La primera pinta -de Guinness, porque no fue la primera de cerveza-, caerá en The Auld Triangle, un estrictamente irlandés pub que encuentro cerca del hotel. En su fachada, diez retratos pintados, sus nombres y una placa. Fueron 10 activistas del IRA que murieron por huelga de hambre en 1981. La conmemoración viene firmada, entre otros, por el Sinn Féin, que aunque no gobierna actualmente, fue el partido más votado en las últimas elecciones en Irlanda (esto no lo digo por nada). No sé si la solemnidad que se respira dentro tendrá que ver con la inspiración del local, de hecho, el nombre hace referencia a una cárcel de Dublín, deduzco en la que sucedieron aquellos hechos. Y donde asimismo estuvo preso el poeta, escritor y también activista Brendan Behan, a quien se atribuye la letra de una canción llamada igual. Por lo demás, no sé si subvención o qué, la pinta aquí cuesta 4,50 euros, un verdadero chollo -lo normal serán 6 o 7, y en pubs con música en vivo, hasta 9 euros. Algún amigo tengo que, estando además al lado de casa, no saldría de aquí.
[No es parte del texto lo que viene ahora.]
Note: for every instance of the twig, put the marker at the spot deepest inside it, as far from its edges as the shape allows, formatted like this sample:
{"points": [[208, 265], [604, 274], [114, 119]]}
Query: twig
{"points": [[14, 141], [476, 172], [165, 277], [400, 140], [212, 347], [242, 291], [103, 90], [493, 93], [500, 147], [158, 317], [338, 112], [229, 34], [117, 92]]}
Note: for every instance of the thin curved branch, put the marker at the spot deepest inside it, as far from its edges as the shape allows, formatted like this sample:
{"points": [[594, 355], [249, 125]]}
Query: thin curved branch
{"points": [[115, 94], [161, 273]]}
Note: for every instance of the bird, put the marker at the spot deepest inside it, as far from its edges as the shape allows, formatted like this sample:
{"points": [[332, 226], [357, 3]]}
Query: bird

Como es habitual en estos viajes, pronto mi tarjeta empezará a padecer espasmos, pero esta vez, además, me delatará. “¿Eres español?” Pienso que lo sabe por mi inglés nada bilingüe, que seguramente también, pero Sara, malagueña, se fija en la muy española entidad bancaria. Suerte que haya sido el primer día y bien nos vendrá tener un buen faro o una zona franca, por llamarlo de alguna manera, en la que valerse de un punto de apoyo por si se mueve el mundo, bien distinto esto a lo que planteó Arquímedes. Será en Temple Bar, el pub que da nombre (o puede que viceversa) a toda la zona canalla de Dublín, lo que pasa es que aquí la canallesca se gasta bebiendo, cantando, meando y volviendo a beber para cantar y mear otra vez. Un bendito no parar… Y encima se pone a llover otra vez.

Hablando de todo, porque Dublín no sigue un orden y esta historia tampoco lo va a tener, otra pregunta para hacerse es por qué una ciudad que es capital de un país de mayoría y reconocida tradición católica tiene dos catedrales y ambas son protestantes. Sí, tiene su explicación, pero es farragosa y además no me toca a mí exponerla aquí. Sí que, para resolver la dualidad, se estableció que la Christ Church (o de la Santísima Trinidad) es la de Dublín y la de San Patricio es la de Irlanda. Como uno también es devoto de este santo y celebra los 17 de marzo, es esta la que elijo visitar. Los 9 euros de la entrada se amortizan bien si uno se engancha a una de las múltiples visitas guiadas que pululan por el interior, y además en español, recitada por un uruguayo. Y no tiene desperdicio lo que cuenta, desde la veneración que merece Jonathan Swift, mucho más que por los Viajes de Gulliver, al detalle de que sus tres imponentes vidrieras están dedicadas: a la vida del santo, a Adán y Eva… y a la familia Guinness, sí, porque hicieron mucho por esta catedral. Por lo demás, Saint Patrick no es ese templo que se divise desde todos los puntos de la ciudad, pero una vez la encuentras, propiamente aislada, como si el urbanismo quisiera hacerle un aclarado, se levanta majestuosa y se gana el respeto que le profiere toda esta gente.

There’s a Starman waiting in the sky / He’d like to come and meet us / But he thinks he’d blow our minds (David Bowie)

De Seamus todo el mundo me ha hablado bien. El hotel que regenta es en realidad un Bed & Breakfast sin breakfast, pero de lo más razonable en precio que se puede encontrar a estas alturas por aquí. Está suficientemente cerca pero suficientemente apartado del centro, con bar en las inmediaciones, como ya reseñé antes. La habitación es confortable, no falta detalle y con los días notaré que además los cuidan bien, repondrán puntualmente lo que se vaya consumiendo a peligroso ritmo, cosa que en tantos hoteles no sucede y al tercer día te quedas en cuadro. La cama será grande y cómoda, pero la primera noche ni me enteraré, porque caeré como un fardo. Un generoso ventanal sobre mis pies me revelará que aquí, en verano, a las seis de la mañana ya es pleno día. Y pronto empezará a llover.